FYI, you can put a 2FA secret into Bitwarden and autofill the one-time passwords alongside the regular password. That would mitigate the impact of losing your phone.
I personally don't do this because I feel like it defeats the whole purpose of 2fa. If someone gets into your bitwarden account, now they have your passwords and can generate 2fa codes. Of course, if the alternative is just not doing 2fa then it's better than nothing but I'd still prefer an authenticator app or hardware key than putting them in bitwarden.

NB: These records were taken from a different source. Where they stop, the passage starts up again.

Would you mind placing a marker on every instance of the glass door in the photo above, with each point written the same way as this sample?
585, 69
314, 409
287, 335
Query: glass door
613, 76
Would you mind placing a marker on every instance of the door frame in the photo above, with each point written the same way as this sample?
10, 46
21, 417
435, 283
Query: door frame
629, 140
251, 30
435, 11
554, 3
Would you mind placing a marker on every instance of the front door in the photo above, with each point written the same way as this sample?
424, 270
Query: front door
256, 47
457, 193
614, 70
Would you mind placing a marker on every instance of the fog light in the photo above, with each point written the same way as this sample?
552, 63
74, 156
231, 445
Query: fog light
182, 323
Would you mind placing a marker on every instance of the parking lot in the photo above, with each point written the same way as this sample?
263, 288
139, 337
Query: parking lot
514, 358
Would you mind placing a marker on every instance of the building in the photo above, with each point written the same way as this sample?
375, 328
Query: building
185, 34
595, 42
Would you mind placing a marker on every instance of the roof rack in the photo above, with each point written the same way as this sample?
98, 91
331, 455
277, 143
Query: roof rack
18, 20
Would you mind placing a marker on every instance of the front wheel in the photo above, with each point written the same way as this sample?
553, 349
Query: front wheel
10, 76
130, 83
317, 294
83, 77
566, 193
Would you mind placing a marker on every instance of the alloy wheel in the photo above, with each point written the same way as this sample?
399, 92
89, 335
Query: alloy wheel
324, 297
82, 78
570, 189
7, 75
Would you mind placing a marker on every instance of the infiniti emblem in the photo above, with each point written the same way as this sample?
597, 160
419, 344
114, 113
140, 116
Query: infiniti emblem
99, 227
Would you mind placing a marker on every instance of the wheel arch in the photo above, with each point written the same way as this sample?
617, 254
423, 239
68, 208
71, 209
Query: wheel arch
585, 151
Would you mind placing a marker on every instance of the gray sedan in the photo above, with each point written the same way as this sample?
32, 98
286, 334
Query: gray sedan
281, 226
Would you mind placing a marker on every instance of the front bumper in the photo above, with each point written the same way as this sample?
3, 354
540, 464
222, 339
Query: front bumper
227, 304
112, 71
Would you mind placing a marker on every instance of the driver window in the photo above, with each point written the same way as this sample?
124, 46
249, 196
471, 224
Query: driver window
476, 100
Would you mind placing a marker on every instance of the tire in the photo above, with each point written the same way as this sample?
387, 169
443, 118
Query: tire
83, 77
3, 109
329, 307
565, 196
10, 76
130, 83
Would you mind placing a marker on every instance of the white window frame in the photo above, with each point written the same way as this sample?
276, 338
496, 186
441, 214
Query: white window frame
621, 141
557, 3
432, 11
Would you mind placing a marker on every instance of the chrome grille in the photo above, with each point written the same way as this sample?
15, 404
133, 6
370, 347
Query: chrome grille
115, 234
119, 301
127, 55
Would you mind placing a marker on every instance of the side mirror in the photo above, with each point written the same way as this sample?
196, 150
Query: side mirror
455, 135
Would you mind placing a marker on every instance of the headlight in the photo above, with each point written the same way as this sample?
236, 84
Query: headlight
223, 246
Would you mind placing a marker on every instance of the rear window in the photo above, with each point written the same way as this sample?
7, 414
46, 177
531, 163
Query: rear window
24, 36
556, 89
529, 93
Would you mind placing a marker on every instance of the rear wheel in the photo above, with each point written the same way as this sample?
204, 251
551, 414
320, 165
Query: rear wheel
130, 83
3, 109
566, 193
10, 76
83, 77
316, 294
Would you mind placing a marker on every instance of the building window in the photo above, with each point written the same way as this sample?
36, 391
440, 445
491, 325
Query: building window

Getting into your bitwarden account should be at least as hard as getting into your authenticator app or stealing your hardware key, though, if you're using it as intended, so I think it's ok for 2FA
2FA keys are easily stolen from a desktop with a password manager running in the background when running a malicious executable, vs. 2FA keys on a 2FA app on a phone and running a malicious app.
I don't know if this is true. A password manager should encrypt its data at rest, and exfiltrating a key from another process's memory space is non-trivial. At the very least, you'd need a privilege escalation trick.
Great, this is a universal solution. Let's all make it an integral part of our digital security, and in 5 years or so hope that bitwarden doesn't leverage it!
Grandma, and Uncle Rob, and your cousins, and anyone else you have a long standing relationship with, can use your VaultWarden instance if you let them.
But! You now get to maintain uptime (Rob travels and is frequently awake at 3am your time) and make sure that the backups are working... and remember that their access to their bank accounts is now in your hands, so be responsible. Have a second site and teach your niece how to sysadmin.